Share and Share Alike
It turns out that sisters may share more than nail polish, advice, and parents; the newest research tells us that women who have a sister diagnosed with breast cancer are at an increased risk of developing the disease. While the threat remains throughout their lives, the increased risk is most apparent in younger women, no matter the age at which the first sister was diagnosed. Though research has determined that women who have a first degree relative stricken by breast cancer have an increased risk for this disease, it remains unclear how the risk varies in relation to a woman’s current age and the age at which her relative was diagnosed.
Marie Reilly, Ph.D., along with colleagues at the Karolinska Institute in Stockholm, Sweden looked at a national database of families that had been linked up with the national cancer registry. Researchers analyzed data on breast cancer patients from the years 1958 to 2001.The incidence of breast cancer was compared between 23,654 sisters of breast cancer patients to 1,732,775 patients who did not have a sister with the disease.
Researchers found the familial risk for a diagnosis of breast cancer in young women aged 20 to 39 had an astonishing and significant 6.6 increase in the development of breast cancer as compared to women of the same age bracket who did not have a sister with the disease. There was a decline in cancer diagnoses for women aged 50 and older, who had an approximate two fold familial risk of developing the disease. The risk of breast cancer diagnosis was similar for sisters of a breast cancer patient regardless of whether they were nearing or had passed the age at which a sister had been diagnosed.
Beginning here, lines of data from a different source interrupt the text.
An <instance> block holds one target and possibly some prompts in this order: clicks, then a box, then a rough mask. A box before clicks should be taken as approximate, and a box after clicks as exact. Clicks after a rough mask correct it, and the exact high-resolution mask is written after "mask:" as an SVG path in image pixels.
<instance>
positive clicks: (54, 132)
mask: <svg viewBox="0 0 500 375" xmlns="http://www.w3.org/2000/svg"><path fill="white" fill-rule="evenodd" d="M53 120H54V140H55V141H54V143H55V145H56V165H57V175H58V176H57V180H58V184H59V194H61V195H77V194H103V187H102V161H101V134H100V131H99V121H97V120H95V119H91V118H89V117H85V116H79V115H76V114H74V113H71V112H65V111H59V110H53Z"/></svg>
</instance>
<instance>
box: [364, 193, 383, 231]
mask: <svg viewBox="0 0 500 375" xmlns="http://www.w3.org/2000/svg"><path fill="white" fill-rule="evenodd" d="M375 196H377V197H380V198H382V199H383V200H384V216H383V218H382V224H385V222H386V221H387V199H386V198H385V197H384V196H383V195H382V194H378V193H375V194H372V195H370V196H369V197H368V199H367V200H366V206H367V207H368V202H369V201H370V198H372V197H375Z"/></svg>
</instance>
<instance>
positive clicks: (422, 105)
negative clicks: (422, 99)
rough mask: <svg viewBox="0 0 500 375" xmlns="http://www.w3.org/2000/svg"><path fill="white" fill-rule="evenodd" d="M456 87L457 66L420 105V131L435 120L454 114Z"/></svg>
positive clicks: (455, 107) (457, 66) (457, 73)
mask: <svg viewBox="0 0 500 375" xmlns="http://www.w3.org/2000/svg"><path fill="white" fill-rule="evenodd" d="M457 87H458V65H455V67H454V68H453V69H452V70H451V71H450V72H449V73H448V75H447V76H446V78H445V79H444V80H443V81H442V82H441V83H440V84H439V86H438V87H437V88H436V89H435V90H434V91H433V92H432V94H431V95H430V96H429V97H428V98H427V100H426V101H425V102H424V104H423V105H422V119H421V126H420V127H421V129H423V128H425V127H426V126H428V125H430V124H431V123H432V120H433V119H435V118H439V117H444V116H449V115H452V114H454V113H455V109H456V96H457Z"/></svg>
Breast cancer is the most common malignancy in women and the leading cause of death among the female population aged 35-54. While the cause of breast cancer is still unknown, researchers believe that combinations of genetic and environmental factors are at play in the development of the disease. Women diagnosed with early stage, non-invasive breast cancers that carry the same mutations in two inherited breast or ovarian cancer genes as women (such as first degree relatives) diagnosed with more invasive breast cancer, may benefit from high risk treatment.
The Burden of a Lifetime
The authors of the report comment that, “Sisters of women diagnosed with breast cancer still have an increased risk of breast cancer 20 years after diagnosis of the sister, suggesting that women live with the burden of familial breast cancer for their lifetime.”